Valérie Blass / Adrienne Spier : Contre le beau
Arts visuels

Valérie Blass / Adrienne Spier : Contre le beau

Valérie Blass et Adrienne Spier, deux sculpteures, déconstruisent le familier pour le rendre méconnaissable. Comment éviter le banal et le joli.

La plus pure apparence. Le titre de cette expo serait-il une promesse de superficialité? Pas vraiment. Les sculptures de Valérie Blass tentent de déconstruire, avec ironie, une certaine manière de voir l’art où la séduction des formes, le joli, l’emporterait sur le jugement intellectuel. Blass sait traquer et ruiner le beau séduisant autant dans l’art ancien que contemporain (arts qu’elle cite abondamment). Alors qu’en art actuel le beau (parfois légèrement étrange) est redevenu très à la mode, Blass sait utiliser, citer des formes et des matériaux pour en exposer le piège esthétique. Du coup, elle arrive à court-circuiter leur pouvoir d’enchantement.

Par exemple, l’artiste casse la belle unité formelle de l’oeuvre finie en ne cachant pas la mécanique de sa fabrication, d’assemblage, de collage… Le meilleur exemple étant la pièce Cette jeune femme ne sait pas s’habiller. Elle y associe, juxtapose, accole des tissus, de la cuirette, de l’uréthane expansible et du plâtre! Chacun de ses matériaux par lui-même pourrait satisfaire nos désirs d’Occidentaux raffinés en quête de beau original. Mais en les juxtaposant, elle sait créer ce sentiment de mauvais goût qui risque de devenir un refuge afin de se protéger du désir postmoderne de tout esthétiser. Blass travaille sur l’hétéroclite à l’oeuvre dans l’oeuvre afin de déséquilibrer, rendre boiteux l’art séduisant. Cette expo se présente donc sous la forme d’hybrides, de tensions entre des formes et des matériaux dissemblables.

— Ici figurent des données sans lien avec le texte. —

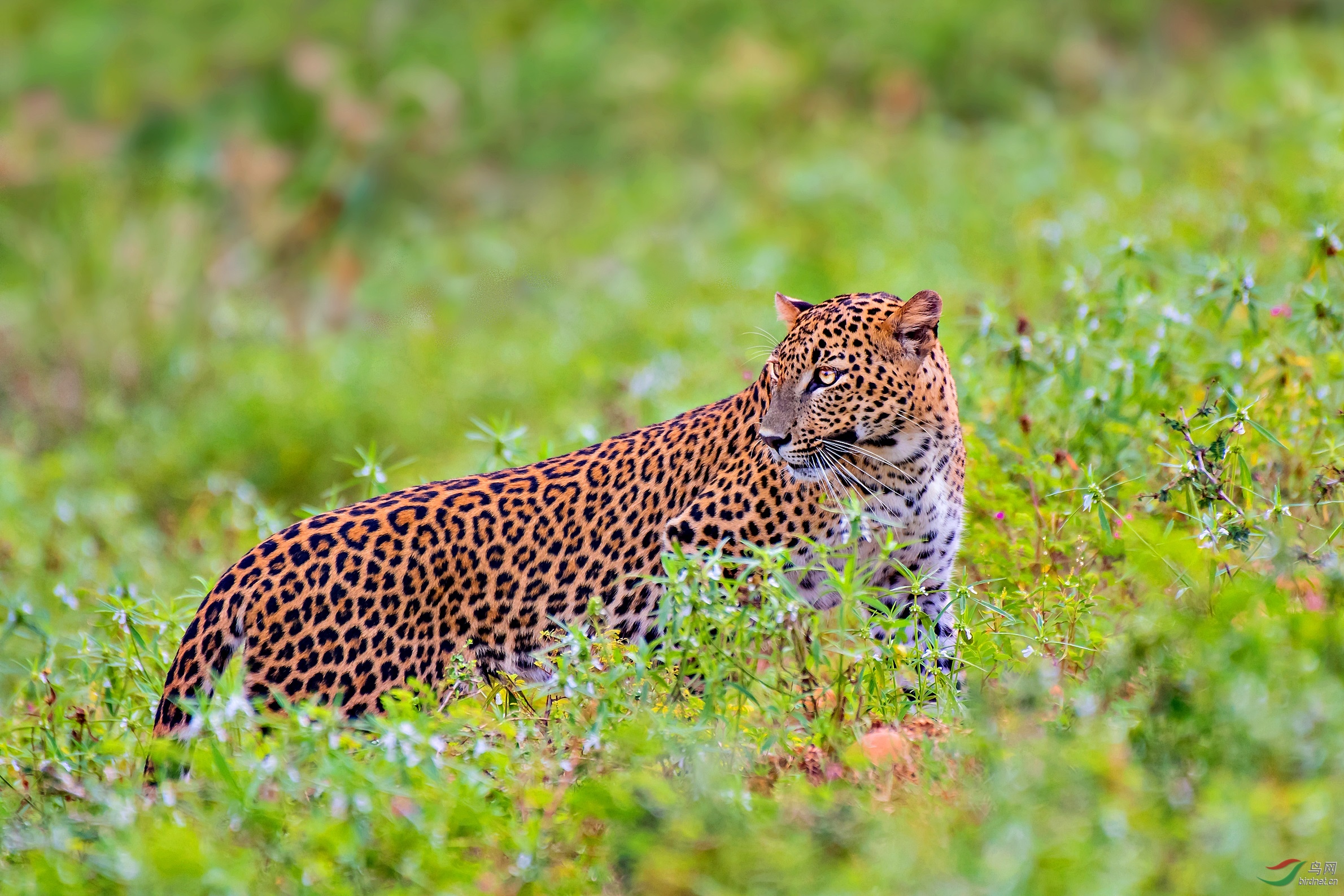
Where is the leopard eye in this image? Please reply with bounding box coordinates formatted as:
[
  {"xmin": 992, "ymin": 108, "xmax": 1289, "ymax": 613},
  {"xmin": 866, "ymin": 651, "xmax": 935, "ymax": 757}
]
[{"xmin": 812, "ymin": 367, "xmax": 840, "ymax": 390}]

Certaines pièces sont un peu moins fortes. Les bibelots Guerrier 1 et 2, porcelaines cassées et réassemblées, me semblent être une manière moins originale de déconstruire le joli. Néanmoins, un questionnement incontournable.

ADRIENNE SPIER

Le visiteur profitera de sa visite à la Parisian Laundry pour aller voir, au sous-sol de la galerie, l’expo Three Bedroom Flat, qu’Adrienne Spier avait montée au centre d’artistes Mercer Union, à Toronto, en début d’année. Il y a dans l’oeuvre de Spier un écho au formidable travail de Gordon Matta-Clark. Spier ne découpe pas des immeubles comme son illustre prédécesseur, elle s’en prend à du mobilier qu’elle tronçonne et empile. Tout à fait dans l’esprit de l’expo Unmonumental à New York où les artistes décortiquaient le réel en petites pièces inusitées.